Trade union in Sweden

The Swedish Saw Mill Industry Workers Union (Svenska sågverksindustriarbetarförbundet, abbreviated SSIAF) was a trade union of saw mill workers in Sweden. The union was founded in 1891, it was initially known as Svenska sågverks- och brädgårdsarbetareförbundet.

The union died out after a few years, but was refounded in 1897. The refounding followed a decision by the congress of the Social Democratic Labour Party to organize workers in Norrland. Kymmer Olof Danielsson from Gävle became the chairman of the refounded union. In 1898 it was one of three trade unions that founded the Swedish Trade Union Confederation (LO). The organization experienced a period of growth between 1905 and 1907, during which many new branches were set up.
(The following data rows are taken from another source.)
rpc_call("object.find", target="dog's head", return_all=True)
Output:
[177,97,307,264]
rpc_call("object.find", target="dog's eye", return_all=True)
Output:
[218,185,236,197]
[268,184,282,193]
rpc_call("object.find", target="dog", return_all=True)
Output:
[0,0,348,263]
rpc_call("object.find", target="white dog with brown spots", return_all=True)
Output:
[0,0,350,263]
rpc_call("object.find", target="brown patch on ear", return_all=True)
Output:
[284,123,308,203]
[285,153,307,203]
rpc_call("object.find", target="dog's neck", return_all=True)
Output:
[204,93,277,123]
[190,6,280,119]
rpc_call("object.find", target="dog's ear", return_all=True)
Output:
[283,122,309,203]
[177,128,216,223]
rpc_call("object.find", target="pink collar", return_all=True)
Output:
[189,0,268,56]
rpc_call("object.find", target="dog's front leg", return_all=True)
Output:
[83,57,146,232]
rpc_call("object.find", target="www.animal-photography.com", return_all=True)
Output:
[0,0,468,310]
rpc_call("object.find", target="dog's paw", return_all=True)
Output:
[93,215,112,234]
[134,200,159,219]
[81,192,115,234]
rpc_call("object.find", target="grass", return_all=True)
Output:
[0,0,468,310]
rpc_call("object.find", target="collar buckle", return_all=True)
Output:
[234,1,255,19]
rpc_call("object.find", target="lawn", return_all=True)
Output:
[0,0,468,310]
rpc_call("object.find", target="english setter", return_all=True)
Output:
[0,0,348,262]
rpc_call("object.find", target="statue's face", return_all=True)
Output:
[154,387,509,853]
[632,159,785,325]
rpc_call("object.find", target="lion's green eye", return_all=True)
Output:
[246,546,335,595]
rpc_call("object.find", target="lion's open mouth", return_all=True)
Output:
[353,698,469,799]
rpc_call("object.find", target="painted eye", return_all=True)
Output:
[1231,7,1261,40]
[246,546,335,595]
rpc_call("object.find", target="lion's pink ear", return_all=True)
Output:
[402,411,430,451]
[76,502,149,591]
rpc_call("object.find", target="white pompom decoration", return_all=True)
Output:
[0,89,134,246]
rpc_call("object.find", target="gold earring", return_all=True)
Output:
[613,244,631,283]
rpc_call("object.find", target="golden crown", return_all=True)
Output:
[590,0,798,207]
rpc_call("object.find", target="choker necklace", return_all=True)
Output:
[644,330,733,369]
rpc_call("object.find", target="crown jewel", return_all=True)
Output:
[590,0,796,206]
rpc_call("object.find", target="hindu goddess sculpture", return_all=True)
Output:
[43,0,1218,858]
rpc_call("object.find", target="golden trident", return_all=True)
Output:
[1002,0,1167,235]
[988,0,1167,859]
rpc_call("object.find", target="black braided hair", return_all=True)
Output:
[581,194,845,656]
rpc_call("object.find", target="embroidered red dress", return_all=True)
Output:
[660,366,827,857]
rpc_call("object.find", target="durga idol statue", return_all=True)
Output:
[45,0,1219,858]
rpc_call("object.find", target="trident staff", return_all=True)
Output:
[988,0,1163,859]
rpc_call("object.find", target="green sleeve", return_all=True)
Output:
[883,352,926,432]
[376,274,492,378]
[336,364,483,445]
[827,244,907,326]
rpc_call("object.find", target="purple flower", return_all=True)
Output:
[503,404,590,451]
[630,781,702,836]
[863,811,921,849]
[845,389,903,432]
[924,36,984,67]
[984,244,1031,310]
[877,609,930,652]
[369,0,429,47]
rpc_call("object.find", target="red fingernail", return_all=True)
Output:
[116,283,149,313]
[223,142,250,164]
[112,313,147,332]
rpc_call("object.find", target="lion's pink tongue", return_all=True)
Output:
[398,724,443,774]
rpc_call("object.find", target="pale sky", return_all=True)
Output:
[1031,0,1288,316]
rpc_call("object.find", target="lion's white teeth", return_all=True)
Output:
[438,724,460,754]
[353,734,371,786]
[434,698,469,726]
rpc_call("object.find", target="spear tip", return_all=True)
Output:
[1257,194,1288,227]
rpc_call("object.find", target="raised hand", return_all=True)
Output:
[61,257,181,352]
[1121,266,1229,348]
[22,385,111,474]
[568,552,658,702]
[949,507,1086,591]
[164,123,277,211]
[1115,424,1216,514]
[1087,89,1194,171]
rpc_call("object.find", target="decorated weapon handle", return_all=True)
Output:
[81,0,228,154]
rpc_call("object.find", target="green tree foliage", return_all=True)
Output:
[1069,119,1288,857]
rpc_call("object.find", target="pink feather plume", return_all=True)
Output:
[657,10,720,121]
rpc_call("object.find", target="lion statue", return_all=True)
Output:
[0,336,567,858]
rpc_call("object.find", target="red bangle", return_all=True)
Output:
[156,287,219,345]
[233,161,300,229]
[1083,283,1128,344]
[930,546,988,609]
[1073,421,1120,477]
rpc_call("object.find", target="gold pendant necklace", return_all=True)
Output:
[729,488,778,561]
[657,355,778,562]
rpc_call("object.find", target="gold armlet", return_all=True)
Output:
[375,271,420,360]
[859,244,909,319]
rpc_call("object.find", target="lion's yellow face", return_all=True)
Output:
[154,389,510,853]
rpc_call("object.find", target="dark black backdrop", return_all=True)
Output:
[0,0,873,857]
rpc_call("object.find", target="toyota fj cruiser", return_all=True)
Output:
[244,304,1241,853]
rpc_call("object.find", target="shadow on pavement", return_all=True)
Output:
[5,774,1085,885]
The name SSIAF was adopted in 1908. SSIAF suffered a severe backlash after the failed 1909 general strike. The union lost around 67% of its membership during this period.

In 1925 SSIAF formed a joint cartel along with the forest and paper industry unions. In 1936 the three union launch a joint publication, Skogsindustriarbetaren ('The Forest Industry Worker'). The SSIAF member August Lindberg became the LO chairman in the same year (a position he held until 1947).

In 1920, the cellulose workers in the union left to join the new Swedish Paper Workers' Union, while in 1937, 10,497 relevant workers transferred to the Swedish Forest and Rafters' Union. SSIAF merged into the Swedish Wood Industry Workers' Union in 1948.